Tech Against Trafficking is an organisation that highlight another perspective regarding how technology companies can play a major role in preventing and disrupting human trafficking. Tech Against Trafficking have found over 200 anti-trafficking tools - around 69% of these tools work to identify victims and manage risks of child and forced labour in supply chains. However, they also found that there is ‘a strong concentration of tech tools developed and operating in the Global North, despite higher prevalence rates of human trafficking in the Global South’.

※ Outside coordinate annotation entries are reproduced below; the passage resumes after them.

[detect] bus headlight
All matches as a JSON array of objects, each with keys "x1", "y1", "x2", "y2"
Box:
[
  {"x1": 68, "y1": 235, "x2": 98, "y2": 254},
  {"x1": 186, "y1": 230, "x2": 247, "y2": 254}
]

Some other technological advancements include the use of satellite imagery to identify things like fishing vessels and brick kilns that are exploiting people for labour. The Rights Lab team at Nottingham University are fighting slavery from space and by using the high-resolution freely available satellite data, cross-referenced with on-the-ground knowledge, they can better target the fight against contemporary slavery.
What can I do?
There are also things that you can do with your own technology access to make a positive impact in this area of contemporary slavery and trafficking.
Some actions you can take as the general public and consumers of electronics include checking modern slavery statements of big companies before purchasing, writing to companies who you do not think are doing enough to eradicate slavery, trafficking and forced labour from their supply chains to encourage large-scale change. You could also donate electronics you no longer use to organisations supporting survivors who are experiencing a digital divide that may be hampering their recovery and regaining of autonomy (check their acceptance criteria first). You could also utilise your own electronic devices to help with spotting signs of slavery and trafficking and reporting concerns through apps (such as Safer Car Wash, Farm Work Welfare and the Unseen App).
Just from this short blog you can see how technology and contemporary forms of slavery has a complex relationship that spans the spectrum of exploitation through to empowerment. Technology is used for recruitment, control, identification and in the recovery needs of survivors, to name a few. This list in reality in much longer and nuanced, and it will continue to grow as we make further technological advancements.